Friday, February 26, 2016

Finding Teeka's Magic Stone



If you've read any of my Healer's Apprentice books (Fairy Gold, To Heal a Broken Planet, or the current WIP Into the Unknown) you know that my main character, Teeka, wears a necklace with a "magic stone" that her mother got from the gillys, the semi-mythical telepathic and telekinetic natives of her planet. The stone isn't really magic, but enhances Teeka's own psychic abilities.
When I first started the books, I based my description of the stone on one in a ring I used to own: a dark amber, with a flash of green fire inside if the light hit it just so. I bought the ring in a thrift shop, and thought, because of its size, that the stone was glass. But I've never found any glass that behaves that way. I later suspected that it was actually a rather large (and perhaps valuable) specimen of andalusite. It's a moot point, as the ring was stolen many years ago, and I also learned that andalusite only shows the color shift if it's faceted. I wanted a natural stone, stream-polished but uncut.

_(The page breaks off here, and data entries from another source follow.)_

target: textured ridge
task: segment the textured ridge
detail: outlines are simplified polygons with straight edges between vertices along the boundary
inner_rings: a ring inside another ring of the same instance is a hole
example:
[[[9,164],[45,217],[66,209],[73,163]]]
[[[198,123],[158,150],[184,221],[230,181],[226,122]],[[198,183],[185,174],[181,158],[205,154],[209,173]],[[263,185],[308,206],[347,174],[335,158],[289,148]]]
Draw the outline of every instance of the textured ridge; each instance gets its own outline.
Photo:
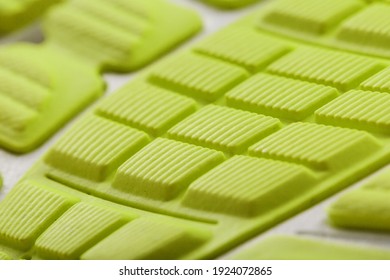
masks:
[[[11,259],[12,258],[8,254],[6,254],[4,252],[0,252],[0,261],[7,261],[7,260],[11,260]]]
[[[390,95],[353,90],[315,113],[316,121],[372,132],[390,133]]]
[[[60,139],[46,162],[74,175],[102,181],[148,139],[136,129],[91,116]]]
[[[183,204],[253,216],[287,203],[311,183],[310,172],[302,166],[234,156],[193,182]]]
[[[280,127],[278,119],[208,105],[171,128],[168,135],[192,144],[240,153]]]
[[[364,90],[390,92],[390,67],[361,83],[361,87]]]
[[[15,112],[18,112],[15,114]],[[24,131],[37,117],[37,112],[0,93],[0,127]]]
[[[174,224],[136,219],[123,226],[95,247],[83,259],[156,260],[175,259],[207,239],[200,230]]]
[[[26,250],[71,204],[70,198],[31,183],[20,183],[0,203],[2,242]]]
[[[356,0],[282,0],[263,20],[298,32],[322,34],[362,7]]]
[[[314,169],[343,169],[377,151],[370,134],[310,123],[293,123],[249,148],[252,155],[307,165]]]
[[[124,223],[119,213],[78,203],[38,238],[35,247],[41,257],[79,258],[85,250]]]
[[[170,200],[223,159],[220,152],[158,138],[119,168],[113,186],[139,196]]]
[[[97,112],[152,135],[160,135],[195,110],[195,101],[142,83],[125,86],[102,103]]]
[[[316,48],[300,48],[268,67],[277,75],[325,84],[347,91],[383,66],[357,55]]]
[[[260,0],[201,0],[207,4],[217,6],[224,9],[236,9],[241,8]]]
[[[345,21],[337,39],[361,46],[389,50],[390,6],[375,3]]]
[[[238,64],[251,72],[259,71],[289,51],[279,41],[255,30],[227,28],[203,40],[195,51]]]
[[[302,120],[337,95],[331,87],[257,74],[229,91],[226,101],[231,107]]]
[[[214,101],[247,76],[248,73],[237,66],[186,53],[154,67],[149,79],[182,94]]]

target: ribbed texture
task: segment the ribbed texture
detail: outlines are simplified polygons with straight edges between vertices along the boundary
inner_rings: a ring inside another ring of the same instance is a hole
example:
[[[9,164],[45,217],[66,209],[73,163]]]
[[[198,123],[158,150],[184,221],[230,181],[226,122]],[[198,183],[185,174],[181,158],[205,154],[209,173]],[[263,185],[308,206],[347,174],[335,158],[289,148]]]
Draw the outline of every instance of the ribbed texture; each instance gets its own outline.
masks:
[[[223,159],[221,152],[158,138],[119,168],[113,185],[135,195],[169,200]]]
[[[278,119],[208,105],[171,128],[168,134],[192,144],[240,153],[280,127]]]
[[[378,144],[368,133],[331,126],[294,123],[249,148],[252,155],[307,165],[315,169],[346,168]]]
[[[316,120],[390,134],[390,94],[350,91],[316,111]]]
[[[187,53],[154,67],[150,80],[182,94],[214,101],[247,76],[238,66]]]
[[[0,95],[5,95],[34,110],[39,110],[49,96],[49,92],[40,84],[23,77],[23,73],[0,68]]]
[[[258,2],[260,0],[202,0],[202,1],[225,9],[235,9],[235,8],[241,8],[243,6]]]
[[[381,70],[375,60],[338,51],[300,48],[271,64],[273,74],[347,91]]]
[[[254,72],[282,56],[289,48],[255,30],[230,27],[208,37],[195,50]]]
[[[264,20],[286,29],[322,34],[362,7],[356,0],[282,0]]]
[[[79,203],[50,226],[35,247],[45,258],[76,259],[124,223],[117,212]]]
[[[195,101],[144,83],[125,86],[97,109],[98,114],[160,135],[196,110]]]
[[[73,175],[101,181],[147,142],[148,136],[141,131],[90,116],[60,139],[46,162]]]
[[[203,236],[199,233],[164,221],[140,218],[98,243],[82,259],[175,259],[200,245]]]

Friends had suggested it might be a good thing to offer copies of Teeka's necklace along with the books. They needed to be inexpensive enough to be marketable, even if I didn't make any profit, but only used them as a bonus with books. After searching for suitable stones, I concluded that it might be necessary to manufacture a fake stone of cast resin, and enlisted the aid of a jewelry-making friend, but what with one thing and another it didn't seem to be happening.
My jewelry-making friend had also suggested labradorite as a possible substitute, but I wasn't impressed with the small beads she showed me. Then I ran across larger pieces on Etsy, and purchased a few. They aren't necessarily amber (although some show glints of that color) but all the samples I've bought do produce the "green flash" which is what I wanted. I still have to determine an optimum size, plus the cost of mounting the stone in a simple wire wrapping, such as my gillys (not much into making things) might use simply as a way to carry the stones. The stones are utilized as training devices for their children.